# Is Altamira sizing crazy?



## Schmungbeen (Sep 5, 2012)

Hi all,

I recently test rode an Altamira 2.0 55cm bike - liked it, but thought it was too long/I was too stretched out. The dealer didn't have a 53cm in stock to try, so he ordered in a 2013 2.2 (with UDi2 for a fantastic price) - but I'm now confused after reading the geometry charts. I see effective top tube as being important, but then stack and reach also come into it. I'm now a little worried (as this is essentially a special order bike) that it will be too small!
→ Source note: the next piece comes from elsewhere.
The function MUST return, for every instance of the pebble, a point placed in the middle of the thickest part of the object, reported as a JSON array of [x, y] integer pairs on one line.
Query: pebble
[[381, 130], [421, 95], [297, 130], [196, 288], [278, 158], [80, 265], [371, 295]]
So my question is this: you out there who are about 6' tall - what size altamiras are you riding? It seems to be an in-between height to be with these particular bikes.


----------



## Mr645 (Jun 14, 2013)

I am 5'7" 31" inseam and the Altamira 53cm frame fits me well. I did shorten the stock stem from 100cm to 90cm and the seat is slightly forward of center, but the 53cm frame is good for me. I found most 52cm frames cramped feeling when I test rode bikes. Perhaps the 55cm would be better and adjust the stem and seat position as needed during fitment


----------



## Schmungbeen (Sep 5, 2012)

Interesting. I'm 6' with a 33.5" inseam - I've read people of similar size to me riding a 53... maybe it's a personal preference thing?


----------



## Sardond (Jul 29, 2013)

I'm also 5'7 with a 31" inseam. I'm on a 53cm altamira. I'll admit I am stretched out on it and I have long monkey arms, but I do like the feel. I'll be experimenting with stem length just for the heck of it tho. I Did gamble on buying this bike without seeing/test riding it and probably would have went a size down if I could have.


----------